Withholding freight charges awaiting after-the-fact contracts
Q: We are a large transactional broker that references our service terms and conditions on our load confirmation sheet. We have handled a series of shipments for a large shipper that now refuses to pay us unless we first execute its shipper-broker contract, which is more than 40 pages long. Is it legal to hold our freight charges hostage awaiting our signature on a contract not presented to us before the shipments moved?
A: I applaud you for setting forth your service terms and conditions on your Website and for incorporating them by reference on your load confirmation sheet.

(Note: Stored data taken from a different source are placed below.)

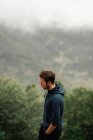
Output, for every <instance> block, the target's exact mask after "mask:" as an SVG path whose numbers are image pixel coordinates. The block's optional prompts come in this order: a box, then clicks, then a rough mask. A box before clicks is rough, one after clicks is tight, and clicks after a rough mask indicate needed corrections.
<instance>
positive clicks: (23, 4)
mask: <svg viewBox="0 0 93 140" xmlns="http://www.w3.org/2000/svg"><path fill="white" fill-rule="evenodd" d="M0 24H5V25H7V26H9V27H11V28H20V29H25V30H29V29H31V30H35V29H37V28H38V27H43V28H45V27H48V26H54V27H61V28H63V29H66V30H69V29H78V28H86V29H93V0H0Z"/></svg>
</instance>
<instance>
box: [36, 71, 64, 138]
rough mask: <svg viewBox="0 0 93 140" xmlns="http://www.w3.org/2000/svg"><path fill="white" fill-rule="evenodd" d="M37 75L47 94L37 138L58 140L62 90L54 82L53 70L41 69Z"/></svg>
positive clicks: (41, 84)
mask: <svg viewBox="0 0 93 140" xmlns="http://www.w3.org/2000/svg"><path fill="white" fill-rule="evenodd" d="M39 77H40V85H41V87H42V88H43V89H44V90H47V94H46V97H45V102H44V112H43V123H42V124H41V127H40V130H39V136H38V140H58V139H59V137H60V135H61V132H62V129H63V118H62V117H63V108H64V90H63V88H62V87H61V86H60V85H58V84H56V83H55V73H54V72H52V71H48V70H47V71H42V72H41V73H40V75H39Z"/></svg>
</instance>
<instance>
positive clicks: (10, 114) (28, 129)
mask: <svg viewBox="0 0 93 140" xmlns="http://www.w3.org/2000/svg"><path fill="white" fill-rule="evenodd" d="M60 84H61V83H60ZM40 92H41V91H40V90H39V88H38V87H37V86H36V85H34V84H33V85H28V86H26V87H24V86H23V85H21V84H20V82H19V81H17V80H15V79H11V78H8V77H0V140H30V139H32V140H36V139H37V137H38V130H39V127H40V123H41V122H42V115H43V114H42V113H43V103H44V99H43V96H42V94H40ZM64 100H65V102H64V103H65V107H64V117H63V118H64V131H63V133H62V137H61V138H60V140H61V139H63V140H92V138H93V90H91V89H86V88H77V89H74V90H73V91H72V92H67V91H66V92H65V96H64Z"/></svg>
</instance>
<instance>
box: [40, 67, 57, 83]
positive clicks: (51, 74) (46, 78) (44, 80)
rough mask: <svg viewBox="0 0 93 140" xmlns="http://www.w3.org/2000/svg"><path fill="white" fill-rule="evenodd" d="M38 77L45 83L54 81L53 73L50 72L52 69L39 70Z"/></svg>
mask: <svg viewBox="0 0 93 140" xmlns="http://www.w3.org/2000/svg"><path fill="white" fill-rule="evenodd" d="M39 76H40V78H42V79H44V81H45V82H46V83H47V82H49V81H50V82H51V83H54V82H55V73H54V72H52V71H48V70H46V71H45V70H43V71H41V73H40V75H39Z"/></svg>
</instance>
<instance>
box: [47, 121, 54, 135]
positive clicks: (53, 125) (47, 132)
mask: <svg viewBox="0 0 93 140" xmlns="http://www.w3.org/2000/svg"><path fill="white" fill-rule="evenodd" d="M55 129H56V126H54V125H53V124H52V123H51V124H50V125H49V127H48V129H47V130H46V134H50V133H52V132H53V131H54V130H55Z"/></svg>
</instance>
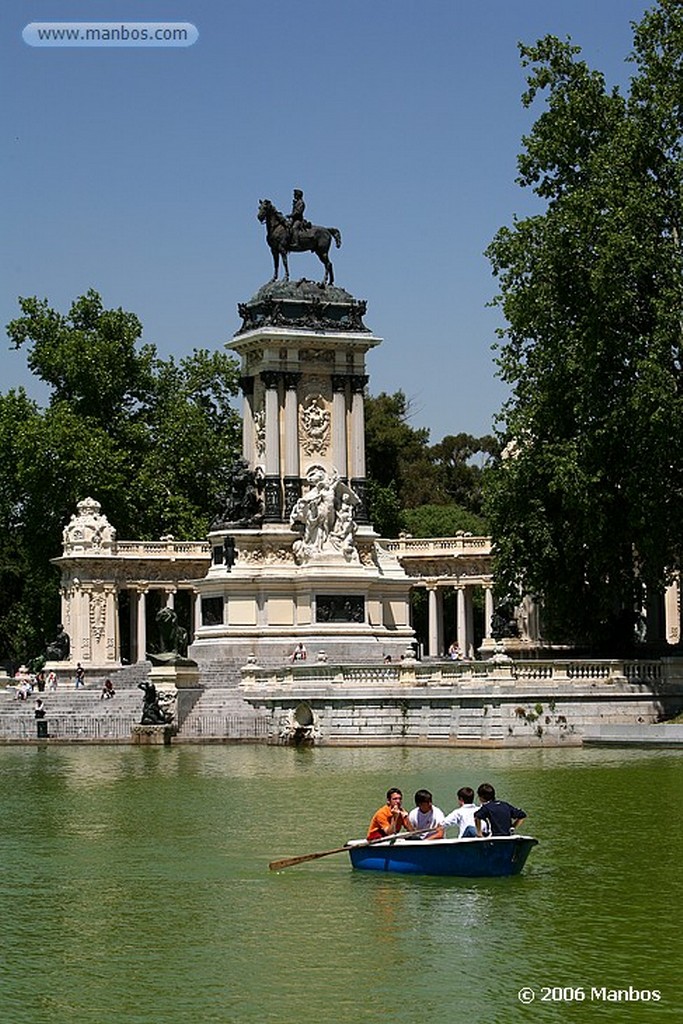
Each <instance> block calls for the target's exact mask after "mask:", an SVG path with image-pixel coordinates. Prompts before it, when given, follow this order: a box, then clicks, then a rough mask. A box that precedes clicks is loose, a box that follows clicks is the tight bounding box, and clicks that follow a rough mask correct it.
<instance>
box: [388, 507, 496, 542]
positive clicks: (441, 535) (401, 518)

All too frequently, transactional moves are handled based upon load confirmation sheets without standard terms and conditions.
Your practice is similar to the practice of carriers and tracks the federal transportation statute that states that shipments are handled subject to written contracts, if any, that otherwise are subject to the carrier’s service terms and conditions, a copy of which is available upon request.
Clearly, when the shipper agreed to a rate in return for your service, it knew and could have reviewed your service terms and conditions, and in fact, you advise that the shipments were delivered intact and on time, so there is no real dispute over your service terms and conditions. If the shipper does not want to do future business with you unless it has a signed written agreement, it has the right to do so, and you can hammer out the details of its 40-page contract. Yet, it has no basis for not paying the freight charges on the delivered shipments in ordinary course. Any contract you executed with the shipper today would not apply retroactively in any event.
Moreover, as a broker, you have an obligation to bill and collect freight charges in a timely manner from the shipper and to transmit the payments upon receipt to the carriers you hired. Those carriers are not privy to your dealings with the shipper and deserve to be paid. There is no reason for their payments to be withheld for services provided, and there is no reason for you to finance the receivable for the shipper until a lengthy new contract is negotiated.
Clearly, you cannot get litigious with the customer and threaten to sue them over the issue if you want to curry their favor and future business. But fair is fair, and your accounts payable department should insist upon timely payment while your contract issues with respect to future business are being resolved.